Tax cuts twice as effective as government spending in stimulating the economy
Members of congress and the states’ legislatures are convinced that if they spend more, they can slow the recession and maybe even turn the economy around, but recent research by President-elect Obama’s chair woman of the Council of Economic Advisers found that tax cuts are twice as effective as government spending.
N. Gregory Mankiw, a professor of economics at Harvard and a former adviser to President Bush, writes in the NY Times:
Textbook Keynesian theory says that tax cuts are less potent than spending increases for stimulating an economy. When the government spends a dollar, the dollar is spent. When the government gives a household a dollar back in taxes, the dollar might be saved, which does not add to aggregate demand.
The evidence, however, is hard to square with the theory. A recent study by Christina D. Romer and David H. Romer, then economists at the University of California, Berkeley, finds that a dollar of tax cuts raises the G.D.P. by about $3. According to the Romers, the multiplier for tax cuts is more than twice what Professor Ramey finds for spending increases.
Why this is so remains a puzzle. One can easily conjecture about what the textbook theory leaves out, but it will take more research to sort things out. And whether these results based on historical data apply to our current extraordinary circumstances is open to debate.
Christina Romer, incidentally, has been chosen as the chairwoman of the Council of Economic Advisers in the new administration. Perhaps this fact helps explain why, according to recent reports, tax cuts will be a larger piece of the Obama recovery plan than was previously expected.
Economist and blogger Tyler Cowen writes:
The argument for fiscal stimulus is simply that it will stop things from getting worse by preventing further collapses in aggregate demand. That may be true but fiscal stimulus won’t drive recovery. Recovery requires that zombie banks behave like real banks, that risk premia are properly priced, and that the economy undergoes its sectoral shifts toward whatever will replace construction and finance and debt-driven consumption. Fiscal policy won’t do much toward these ends and in fact a temporarily successful stimulus might hinder these long-run adjustments.
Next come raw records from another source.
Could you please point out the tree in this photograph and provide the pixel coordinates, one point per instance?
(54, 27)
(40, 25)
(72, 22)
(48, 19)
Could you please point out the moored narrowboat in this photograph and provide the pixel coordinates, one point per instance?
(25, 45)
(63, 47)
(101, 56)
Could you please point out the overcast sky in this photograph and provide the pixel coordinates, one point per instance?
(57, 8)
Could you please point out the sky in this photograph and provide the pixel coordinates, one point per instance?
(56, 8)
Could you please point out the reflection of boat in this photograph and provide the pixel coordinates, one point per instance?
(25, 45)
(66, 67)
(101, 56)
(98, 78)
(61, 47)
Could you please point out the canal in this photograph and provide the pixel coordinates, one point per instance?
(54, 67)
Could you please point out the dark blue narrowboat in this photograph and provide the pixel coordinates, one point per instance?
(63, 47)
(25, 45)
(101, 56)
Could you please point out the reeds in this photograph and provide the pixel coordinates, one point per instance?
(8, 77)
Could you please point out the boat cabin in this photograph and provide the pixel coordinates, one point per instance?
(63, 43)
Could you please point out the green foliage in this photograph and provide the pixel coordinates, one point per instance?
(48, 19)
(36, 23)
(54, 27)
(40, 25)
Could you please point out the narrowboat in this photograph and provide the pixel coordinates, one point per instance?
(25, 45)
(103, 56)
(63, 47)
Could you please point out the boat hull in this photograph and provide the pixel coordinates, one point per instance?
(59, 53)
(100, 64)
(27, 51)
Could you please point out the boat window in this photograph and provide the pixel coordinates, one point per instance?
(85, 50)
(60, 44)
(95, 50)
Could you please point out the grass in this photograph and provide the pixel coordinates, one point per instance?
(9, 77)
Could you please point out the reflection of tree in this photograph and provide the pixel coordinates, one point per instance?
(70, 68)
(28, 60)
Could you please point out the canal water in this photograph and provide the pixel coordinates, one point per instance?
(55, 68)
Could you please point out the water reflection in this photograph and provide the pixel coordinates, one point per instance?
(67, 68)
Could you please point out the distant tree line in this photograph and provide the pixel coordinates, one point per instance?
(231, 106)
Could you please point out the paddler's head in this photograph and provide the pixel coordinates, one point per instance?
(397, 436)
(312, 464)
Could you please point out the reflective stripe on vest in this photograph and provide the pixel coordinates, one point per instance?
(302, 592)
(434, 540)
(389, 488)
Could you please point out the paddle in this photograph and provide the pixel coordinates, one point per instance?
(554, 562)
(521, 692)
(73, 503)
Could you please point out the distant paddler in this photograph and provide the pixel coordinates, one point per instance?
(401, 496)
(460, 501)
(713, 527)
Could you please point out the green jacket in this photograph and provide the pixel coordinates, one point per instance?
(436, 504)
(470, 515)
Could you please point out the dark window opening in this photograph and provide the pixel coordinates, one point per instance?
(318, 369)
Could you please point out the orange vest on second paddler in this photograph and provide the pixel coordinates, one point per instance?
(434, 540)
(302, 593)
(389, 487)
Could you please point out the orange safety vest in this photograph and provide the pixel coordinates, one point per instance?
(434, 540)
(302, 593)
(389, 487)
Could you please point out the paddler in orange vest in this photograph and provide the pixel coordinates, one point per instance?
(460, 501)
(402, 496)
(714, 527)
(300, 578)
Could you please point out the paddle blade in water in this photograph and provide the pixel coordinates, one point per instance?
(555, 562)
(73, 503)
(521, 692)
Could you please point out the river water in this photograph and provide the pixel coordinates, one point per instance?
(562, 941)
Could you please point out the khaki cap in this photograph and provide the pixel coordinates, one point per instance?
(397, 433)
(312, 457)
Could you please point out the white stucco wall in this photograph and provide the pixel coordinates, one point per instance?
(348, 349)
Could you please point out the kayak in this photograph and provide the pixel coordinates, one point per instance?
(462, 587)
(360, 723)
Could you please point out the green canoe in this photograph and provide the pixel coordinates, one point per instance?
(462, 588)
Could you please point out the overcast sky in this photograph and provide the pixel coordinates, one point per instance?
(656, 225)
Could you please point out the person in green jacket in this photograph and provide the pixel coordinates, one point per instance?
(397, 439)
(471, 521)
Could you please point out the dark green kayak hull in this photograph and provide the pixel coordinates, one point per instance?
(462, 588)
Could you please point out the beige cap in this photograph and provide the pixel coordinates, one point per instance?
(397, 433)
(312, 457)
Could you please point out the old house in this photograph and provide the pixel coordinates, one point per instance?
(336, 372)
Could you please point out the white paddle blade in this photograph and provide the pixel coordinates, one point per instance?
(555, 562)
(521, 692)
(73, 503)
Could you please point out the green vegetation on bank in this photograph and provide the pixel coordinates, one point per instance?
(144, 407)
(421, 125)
Cowen recommends an op-ed piece in the Jan. 7 edition of The Wall Street Journal by Hal Varian, professor of economics at the University of California, Berkeley, and chief economist at Google. His key points:
That brings us to government expenditure, which is getting most of the press. The danger with this form of stimulus is twofold: First, it takes too long for the government spending to kick in, and second, spending may easily focus on pork-barrel projects that have little inherent value.
There are worthwhile public infrastructure projects; the trick is to find them and fund them promptly. One possible plan is to set up an independent commission to prioritize public investment projects, and then subject the plan to a single up-or-down vote in Congress.
One further warning about government stimulus: It makes little sense for the federal government to spend more if the states are forced to spend less. A significant part of the increase in federal government spending should be transfers to the states in order to keep basic government services available at the state and local level.
That brings us to private investment, which hasn’t been getting nearly as much attention as it deserves. This is unfortunate, since private investment is what makes possible future increases in production and consumption. Investment tax credits or other subsidies for private-sector investment are not as politically appealing as tax cuts for consumers or increases in government expenditure. But if private investment doesn’t increase, where will the extra consumption come from in the future?
Ultimately, we want to end up with a significantly higher savings rate in the U.S. than we have seen recently. That means some other component of demand must increase to compensate for the reduced consumption. And the most attractive candidate by far is private investment.